Rabbit Polyclonal Antibody to S. pyogenes CAS9
Cat# RPCA-CAS9-Sp
$150.00 – $1,000.00
A recent revolution in biology has been stimulated by the discovery of CRISPR, or “Clustered Regularly Interspaced Short Palindromic Repeats” and the understanding of the “CRISPR Associated” enzymes (CAS 1,2). The CRISPR repeated sequences are found in bacterial genomes and function as part of unique bacterial immune system which contain short DNA sequences derived from viruses which have infected the bacteria. These virally derived sequences can make short RNA sequences which can hybridize with specific viral DNA and target a nuclease, such as CAS9, to the viral sequence. So CAS9 is directed to cleave the specific viral sequence and so inactivate the virus.
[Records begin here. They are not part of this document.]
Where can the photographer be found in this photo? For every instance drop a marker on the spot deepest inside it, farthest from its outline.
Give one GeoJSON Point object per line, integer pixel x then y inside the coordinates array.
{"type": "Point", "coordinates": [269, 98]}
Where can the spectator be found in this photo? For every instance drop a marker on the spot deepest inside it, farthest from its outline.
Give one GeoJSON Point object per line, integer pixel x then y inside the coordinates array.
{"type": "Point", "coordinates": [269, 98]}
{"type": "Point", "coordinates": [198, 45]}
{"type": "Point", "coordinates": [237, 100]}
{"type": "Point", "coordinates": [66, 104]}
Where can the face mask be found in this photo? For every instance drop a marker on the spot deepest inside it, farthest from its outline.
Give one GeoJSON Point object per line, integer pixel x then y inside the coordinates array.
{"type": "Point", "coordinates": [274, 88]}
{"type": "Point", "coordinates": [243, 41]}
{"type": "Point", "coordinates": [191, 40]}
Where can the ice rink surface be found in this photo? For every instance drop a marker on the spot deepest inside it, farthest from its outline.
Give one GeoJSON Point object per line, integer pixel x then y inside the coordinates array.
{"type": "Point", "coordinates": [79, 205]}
The RNA sequence can be designed to specifically cut DNA virtually anywhere, including in the genomes of living human and other mammalian cells, allowing inexpensive gene editing with unprecedented ease. For example three groups of researchers essentially cured the disease state in a mouse model of Duchenne muscular dystrophy (3-5). A similar approach essentially cured dogs affected with a related disease state (6). Several varieties of CAS9 have been studied and there are several other related enzymes with similar properties. Much of the early work was performed with CAS9 from Streptococcus pyogenes which is rather large at ~158kDa, so the corresponding DNA is also rather large at about 4.2kb. This is problematic with some expression systems especially since DNA encoding RNA sequences and possibly other regulatory elements are usually required. The CAS9 gene of Staphylococcus aureus is significantly smaller, 3kb, producing a protein of 124kDa (7). For an excellent recent review of the various CAS family enzymes and their utility see reference 8.
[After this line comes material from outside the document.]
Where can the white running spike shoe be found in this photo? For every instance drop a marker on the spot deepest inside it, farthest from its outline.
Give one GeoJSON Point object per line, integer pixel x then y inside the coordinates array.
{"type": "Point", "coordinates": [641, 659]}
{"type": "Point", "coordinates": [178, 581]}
The RPCA-CAS9-Sp antibody was made against a mixture of two recombinant S. pyogenese constructs, specifically amino acids 1-608 and 814-1372. It can be used to verify the expression of S. pyogenes CAS9 in cells and in tissues. EnCor also markets a mouse monoclonal to S. pyogenes CAS9, MCA-3F9. EnCor also manufactures a mouse monoclonal and a rabbit polyclonal antibody against the smaller CAS9 homologue from S. aureus, MCA-3F9 and RPCA-CAS9-Sa. Mouse select image at left for larger view.
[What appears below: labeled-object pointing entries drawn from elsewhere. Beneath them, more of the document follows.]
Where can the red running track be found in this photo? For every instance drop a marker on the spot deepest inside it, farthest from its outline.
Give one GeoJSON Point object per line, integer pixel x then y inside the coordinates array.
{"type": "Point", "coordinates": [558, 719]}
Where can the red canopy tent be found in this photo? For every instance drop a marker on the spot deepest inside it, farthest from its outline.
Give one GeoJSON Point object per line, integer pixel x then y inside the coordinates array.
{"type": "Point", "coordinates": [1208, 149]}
1. Hsu PD, Lander ES, Zhang F. Development and Applications of CRISPR-Cas9 for Genome Engineering. Cell 157:1262-78 (2014).
2. Doudna1 JA, Charpentier E. The new frontier of genome engineering with CRISPR-Cas9 Science 346:1077-86 (2014)
3. Long C, et al. Postnatal genome editing partially restores dystrophin expression in a mouse model of muscular dystrophy. Science 351:400-3 (2015).
4. Nelson CE, et al. In vivo genome editing improves muscle function in a mouse model of Duchenne muscular dystrophy. Science 351:403-7 (2015).
5. Tabebordbar M, et al. In vivo gene editing in dystrophic mouse muscle and muscle stem cells. Science 351:407-11 (2015).
6. Amoasii L. et al. Gene editing restores dystrophin expression in a canine model of Duchenne muscular dystrophy.
Science doi:10.1126/science.aau1549 (2018).
7. Ran FA, et al. In vivo genome editing using Staphylococcus aureus Cas9. Nature 520:186-91 (2015).
8. Knott GJ, Doudna J. CRISPR-Cas guides the future of genetic engineering. Science 361:866-9 (2018).